6.4 Mittelfristig: CAD direkt vor startSendRaw()
Aktuell läuft der CAD-Check nur über den loop()-Poll-Pfad. Eine explizite Prüfung direkt vor dem Senden schließt die Poll-Latenz-Lücke:
if (_radio->isChannelActive()) {
next_tx_time = futureMillis(getCADFailRetryDelay());
return;
}
bool success = _radio->startSendRaw(raw, len);
Das entspricht dem CSMA/CA-Grundprinzip: last-moment check unabhängig vom Poll-Intervall.
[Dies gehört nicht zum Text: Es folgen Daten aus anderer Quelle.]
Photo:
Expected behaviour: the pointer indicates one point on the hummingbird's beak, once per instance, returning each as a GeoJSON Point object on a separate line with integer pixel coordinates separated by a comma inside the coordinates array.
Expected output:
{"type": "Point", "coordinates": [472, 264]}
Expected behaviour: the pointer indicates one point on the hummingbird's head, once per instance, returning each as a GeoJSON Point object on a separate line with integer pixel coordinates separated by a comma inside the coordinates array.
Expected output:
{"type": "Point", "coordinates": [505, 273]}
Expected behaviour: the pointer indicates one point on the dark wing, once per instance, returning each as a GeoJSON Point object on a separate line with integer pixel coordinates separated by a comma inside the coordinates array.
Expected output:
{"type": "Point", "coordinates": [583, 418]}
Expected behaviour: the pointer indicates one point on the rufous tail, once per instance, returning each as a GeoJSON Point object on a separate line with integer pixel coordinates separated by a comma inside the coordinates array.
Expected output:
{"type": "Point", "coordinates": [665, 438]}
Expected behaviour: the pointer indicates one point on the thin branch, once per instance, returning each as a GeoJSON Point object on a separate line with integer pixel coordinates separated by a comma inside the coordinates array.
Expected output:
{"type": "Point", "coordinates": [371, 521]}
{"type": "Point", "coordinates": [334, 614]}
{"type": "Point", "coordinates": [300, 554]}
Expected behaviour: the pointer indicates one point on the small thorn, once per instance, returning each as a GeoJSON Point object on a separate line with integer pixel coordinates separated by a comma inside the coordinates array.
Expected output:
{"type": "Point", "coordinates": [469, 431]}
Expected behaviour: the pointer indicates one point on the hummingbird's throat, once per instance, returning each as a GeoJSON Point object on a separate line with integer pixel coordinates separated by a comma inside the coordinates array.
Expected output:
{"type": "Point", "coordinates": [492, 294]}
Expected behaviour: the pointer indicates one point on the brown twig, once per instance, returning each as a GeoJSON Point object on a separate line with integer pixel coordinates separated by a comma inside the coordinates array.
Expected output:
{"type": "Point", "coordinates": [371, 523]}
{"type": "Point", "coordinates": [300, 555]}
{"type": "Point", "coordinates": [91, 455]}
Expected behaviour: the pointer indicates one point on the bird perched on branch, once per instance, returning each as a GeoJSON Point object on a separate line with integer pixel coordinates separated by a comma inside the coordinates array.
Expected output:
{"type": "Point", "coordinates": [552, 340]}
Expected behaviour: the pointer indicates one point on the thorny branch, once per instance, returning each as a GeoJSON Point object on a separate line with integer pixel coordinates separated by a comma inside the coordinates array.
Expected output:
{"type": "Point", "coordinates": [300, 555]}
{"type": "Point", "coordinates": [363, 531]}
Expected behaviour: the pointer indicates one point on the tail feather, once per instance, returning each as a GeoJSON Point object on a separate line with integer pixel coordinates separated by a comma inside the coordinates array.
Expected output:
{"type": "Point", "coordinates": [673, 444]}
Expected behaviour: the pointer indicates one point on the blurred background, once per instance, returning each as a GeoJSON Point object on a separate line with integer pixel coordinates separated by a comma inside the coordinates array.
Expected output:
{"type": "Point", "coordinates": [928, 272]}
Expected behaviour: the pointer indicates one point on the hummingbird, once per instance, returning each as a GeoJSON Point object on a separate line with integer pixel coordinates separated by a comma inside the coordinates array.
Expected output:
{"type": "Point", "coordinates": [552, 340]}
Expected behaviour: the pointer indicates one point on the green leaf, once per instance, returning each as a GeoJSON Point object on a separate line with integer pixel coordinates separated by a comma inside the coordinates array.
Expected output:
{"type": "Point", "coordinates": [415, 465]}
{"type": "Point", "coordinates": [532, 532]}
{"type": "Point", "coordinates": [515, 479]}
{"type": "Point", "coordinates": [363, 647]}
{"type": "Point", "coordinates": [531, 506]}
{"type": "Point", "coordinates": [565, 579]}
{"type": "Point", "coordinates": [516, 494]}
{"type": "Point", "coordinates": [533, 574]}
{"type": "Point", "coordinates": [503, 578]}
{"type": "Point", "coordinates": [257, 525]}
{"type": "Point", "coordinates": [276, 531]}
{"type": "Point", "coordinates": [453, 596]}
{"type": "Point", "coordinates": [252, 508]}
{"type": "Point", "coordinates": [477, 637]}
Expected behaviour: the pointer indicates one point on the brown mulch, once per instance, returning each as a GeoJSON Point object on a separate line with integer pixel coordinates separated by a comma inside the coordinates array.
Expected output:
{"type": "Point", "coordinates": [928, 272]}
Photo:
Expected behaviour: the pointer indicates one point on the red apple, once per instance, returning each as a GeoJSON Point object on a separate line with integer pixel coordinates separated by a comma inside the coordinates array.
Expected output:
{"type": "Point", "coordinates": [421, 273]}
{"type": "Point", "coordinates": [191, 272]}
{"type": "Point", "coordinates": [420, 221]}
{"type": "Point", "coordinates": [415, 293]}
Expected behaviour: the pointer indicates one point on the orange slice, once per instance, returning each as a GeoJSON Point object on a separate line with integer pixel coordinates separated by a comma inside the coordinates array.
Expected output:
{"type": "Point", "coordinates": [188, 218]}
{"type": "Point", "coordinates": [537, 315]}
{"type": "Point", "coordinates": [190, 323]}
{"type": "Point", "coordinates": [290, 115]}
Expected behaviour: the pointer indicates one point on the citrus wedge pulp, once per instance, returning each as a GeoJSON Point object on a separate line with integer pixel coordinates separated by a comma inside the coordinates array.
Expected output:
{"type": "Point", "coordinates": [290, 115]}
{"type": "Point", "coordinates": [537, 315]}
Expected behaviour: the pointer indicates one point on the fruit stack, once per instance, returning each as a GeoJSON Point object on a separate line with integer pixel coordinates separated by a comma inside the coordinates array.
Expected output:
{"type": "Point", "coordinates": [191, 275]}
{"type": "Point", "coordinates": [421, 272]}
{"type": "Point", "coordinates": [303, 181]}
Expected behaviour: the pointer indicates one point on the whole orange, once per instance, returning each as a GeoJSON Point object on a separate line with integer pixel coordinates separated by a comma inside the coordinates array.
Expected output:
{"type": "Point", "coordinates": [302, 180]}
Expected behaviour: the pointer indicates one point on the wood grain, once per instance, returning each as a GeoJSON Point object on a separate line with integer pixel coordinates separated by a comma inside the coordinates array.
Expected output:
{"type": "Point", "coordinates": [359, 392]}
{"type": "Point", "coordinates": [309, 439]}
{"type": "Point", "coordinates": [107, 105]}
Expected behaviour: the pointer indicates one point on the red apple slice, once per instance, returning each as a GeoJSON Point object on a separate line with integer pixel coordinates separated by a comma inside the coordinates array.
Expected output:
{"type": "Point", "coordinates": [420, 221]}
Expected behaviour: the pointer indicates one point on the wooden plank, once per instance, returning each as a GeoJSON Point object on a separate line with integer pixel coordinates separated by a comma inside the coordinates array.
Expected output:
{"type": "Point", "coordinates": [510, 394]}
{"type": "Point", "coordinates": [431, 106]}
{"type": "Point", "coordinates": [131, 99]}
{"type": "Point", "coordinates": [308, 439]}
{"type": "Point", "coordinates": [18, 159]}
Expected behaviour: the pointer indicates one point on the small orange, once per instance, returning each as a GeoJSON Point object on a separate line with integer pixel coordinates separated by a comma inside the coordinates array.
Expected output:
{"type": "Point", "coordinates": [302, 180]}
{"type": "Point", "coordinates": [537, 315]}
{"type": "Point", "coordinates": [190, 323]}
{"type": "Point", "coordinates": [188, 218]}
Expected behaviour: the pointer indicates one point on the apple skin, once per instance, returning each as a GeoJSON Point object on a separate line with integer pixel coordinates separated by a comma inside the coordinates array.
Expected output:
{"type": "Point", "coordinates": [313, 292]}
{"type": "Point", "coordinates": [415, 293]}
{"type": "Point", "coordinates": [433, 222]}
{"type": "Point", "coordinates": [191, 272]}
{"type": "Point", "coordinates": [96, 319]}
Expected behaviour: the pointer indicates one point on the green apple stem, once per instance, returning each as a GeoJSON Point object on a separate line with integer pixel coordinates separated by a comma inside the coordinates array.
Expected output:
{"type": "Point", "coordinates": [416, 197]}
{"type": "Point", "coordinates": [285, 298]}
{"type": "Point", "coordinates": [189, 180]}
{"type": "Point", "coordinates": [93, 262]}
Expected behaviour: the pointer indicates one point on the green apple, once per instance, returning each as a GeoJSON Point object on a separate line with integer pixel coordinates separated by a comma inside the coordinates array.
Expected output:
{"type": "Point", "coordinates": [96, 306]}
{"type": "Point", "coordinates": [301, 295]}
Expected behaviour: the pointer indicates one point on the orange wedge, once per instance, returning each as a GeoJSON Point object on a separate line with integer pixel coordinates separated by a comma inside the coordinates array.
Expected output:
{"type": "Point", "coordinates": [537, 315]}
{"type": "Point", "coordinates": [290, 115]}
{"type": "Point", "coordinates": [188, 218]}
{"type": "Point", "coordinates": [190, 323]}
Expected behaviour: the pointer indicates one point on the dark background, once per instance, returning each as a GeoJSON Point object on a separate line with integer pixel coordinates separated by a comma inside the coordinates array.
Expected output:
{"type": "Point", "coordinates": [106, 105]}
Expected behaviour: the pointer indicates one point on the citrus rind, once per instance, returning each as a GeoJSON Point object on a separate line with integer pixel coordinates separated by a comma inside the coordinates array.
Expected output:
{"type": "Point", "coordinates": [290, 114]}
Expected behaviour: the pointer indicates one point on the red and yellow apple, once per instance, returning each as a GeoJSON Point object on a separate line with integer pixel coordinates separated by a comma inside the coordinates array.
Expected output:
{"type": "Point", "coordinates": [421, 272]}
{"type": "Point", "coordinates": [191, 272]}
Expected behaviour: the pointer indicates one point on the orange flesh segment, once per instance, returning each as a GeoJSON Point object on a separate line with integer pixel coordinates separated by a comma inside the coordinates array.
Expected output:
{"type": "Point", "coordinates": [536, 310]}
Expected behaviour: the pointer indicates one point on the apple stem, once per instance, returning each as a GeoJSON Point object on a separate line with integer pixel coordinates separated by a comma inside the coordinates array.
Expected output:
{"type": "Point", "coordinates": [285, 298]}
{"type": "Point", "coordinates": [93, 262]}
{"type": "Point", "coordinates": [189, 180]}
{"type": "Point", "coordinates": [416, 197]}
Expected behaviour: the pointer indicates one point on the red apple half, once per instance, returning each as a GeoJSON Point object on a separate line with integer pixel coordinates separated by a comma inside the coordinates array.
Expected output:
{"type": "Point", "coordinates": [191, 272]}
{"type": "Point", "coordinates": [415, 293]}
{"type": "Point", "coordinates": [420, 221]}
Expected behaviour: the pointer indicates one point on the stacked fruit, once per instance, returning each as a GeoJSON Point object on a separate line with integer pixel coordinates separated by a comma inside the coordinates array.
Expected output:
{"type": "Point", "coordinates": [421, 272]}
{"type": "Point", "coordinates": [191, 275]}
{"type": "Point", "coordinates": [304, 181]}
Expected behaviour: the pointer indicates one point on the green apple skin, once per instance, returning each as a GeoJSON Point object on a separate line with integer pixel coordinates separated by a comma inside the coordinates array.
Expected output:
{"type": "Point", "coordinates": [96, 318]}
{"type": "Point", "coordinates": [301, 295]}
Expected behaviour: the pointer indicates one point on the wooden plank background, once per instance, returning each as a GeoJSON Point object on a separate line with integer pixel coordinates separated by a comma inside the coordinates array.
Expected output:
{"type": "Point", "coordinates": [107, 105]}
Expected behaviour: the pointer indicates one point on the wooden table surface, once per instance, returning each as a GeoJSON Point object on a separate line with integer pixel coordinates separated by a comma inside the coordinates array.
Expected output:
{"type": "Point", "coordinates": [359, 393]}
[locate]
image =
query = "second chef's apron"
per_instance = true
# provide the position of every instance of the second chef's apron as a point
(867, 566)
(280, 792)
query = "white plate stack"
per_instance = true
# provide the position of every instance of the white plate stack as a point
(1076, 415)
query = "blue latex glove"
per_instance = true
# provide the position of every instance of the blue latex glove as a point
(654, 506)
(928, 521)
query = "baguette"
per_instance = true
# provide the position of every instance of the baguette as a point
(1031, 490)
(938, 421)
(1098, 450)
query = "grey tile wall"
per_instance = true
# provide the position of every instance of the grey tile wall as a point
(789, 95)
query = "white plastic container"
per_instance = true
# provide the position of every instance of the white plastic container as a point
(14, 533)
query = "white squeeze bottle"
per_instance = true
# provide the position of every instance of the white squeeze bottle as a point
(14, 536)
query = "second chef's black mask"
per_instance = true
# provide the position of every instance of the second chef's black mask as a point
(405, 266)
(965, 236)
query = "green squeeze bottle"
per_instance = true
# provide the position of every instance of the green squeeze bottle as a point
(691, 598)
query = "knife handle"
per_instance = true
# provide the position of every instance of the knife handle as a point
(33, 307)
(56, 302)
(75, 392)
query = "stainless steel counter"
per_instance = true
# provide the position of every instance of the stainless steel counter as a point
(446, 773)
6.5 Langfristig: Adaptives Contention Window
Analog zu Meshtastics Ansatz könnte das Backoff-Fenster dynamisch skalieren, z. B. nach Hop-Count oder erkannter Kanalauslastung:
W = base_slots × 2^(hop_count)
7. Maßnahmenübersicht
| Priorität | Maßnahme | Aufwand | Wirkung |
|---|---|---|---|
| 🔴 Sofort | set txdelay 2.0 + Cap auf 8,0 erhöhen | Minimal | P(N=3): 70 % → 26 % |
| 🔴 Sofort | set rx_delay_base 8.0 | Minimal | Natürliche SNR-Entzerrung |
| 🔴 Sofort | set af 9 (DE/868 MHz) | Minimal | Gesetzeskonformität |
| 🟡 Kurzfristig | PR #1727 mergen (Hardware-CAD) | Niedrig | Fenster 20 ms → 4 ms |
| 🟢 Mittelfristig | CAD direkt vor startSendRaw() | Mittel | Lücke durch Poll-Latenz schließen |
| 🟢 Mittelfristig | Slot-basiertes Backoff (CAD-Slot-Dauer) | Mittel | Strukturelle Kollisionsvermeidung |
| 🔵 Langfristig | Adaptives Contention Window | Hoch | Skaliert mit Netzgröße |
txdelay und rx_delay_base sind sofort konfigurierbar und haben den größten Hebel bei geringstem Aufwand. Slot-basiertes Backoff ist die strukturell richtige Lösung, erfordert aber Code-Änderungen.
8. Vergleich: Meshtastic
- Was Meshtastic besser macht
- Was kritisch zu sehen ist
Slotted ALOHA mit adaptivem Contention Window
uint8_t CWsize = map(channelUtilizationPercent(), 0, 100, CWmin, CWmax);
delay = random(0, pow_of_2(CWsize)) * slotTimeMsec;
Die Slot-Zeit entspricht exakt der CAD-Scan-Dauer plus Propagationszuschlag, zwischen zwei möglichen Startzeitpunkten liegt immer mindestens ein CAD-Zyklus. Hardware-CAD als Guard direkt vor TX wird damit strukturell wirksam.
SNR-gewichteter Offset für Relay-Nodes
Nodes mit schlechtem SNR senden früher, deckt sich mit dem rx_delay_base-Mechanismus in MeshCore.
Keine RSSI-Erkennung
Meshtastic hat keinen RSSI-Fallback. Breitband-Interferenz (kein LoRa-Preamble) wird nicht erkannt. MeshCores int.thresh kann das zumindest teilweise abdecken.
Konfigurierbarkeit fehlt
CAD-Parameter sind Kompilier-Zeit-Konstanten. MeshCores CLI-Interface (set txdelay, set int.thresh) ist flexibler für Netzwerkbetreiber.
Bekannte Bugs
Historisch gab es mehrere Bugs in der Slot-Zeit-Berechnung (zu starr, falsche Bitshift-Auswertung, fixe statt dynamische Werte). Die Komplexität hat ihren Preis.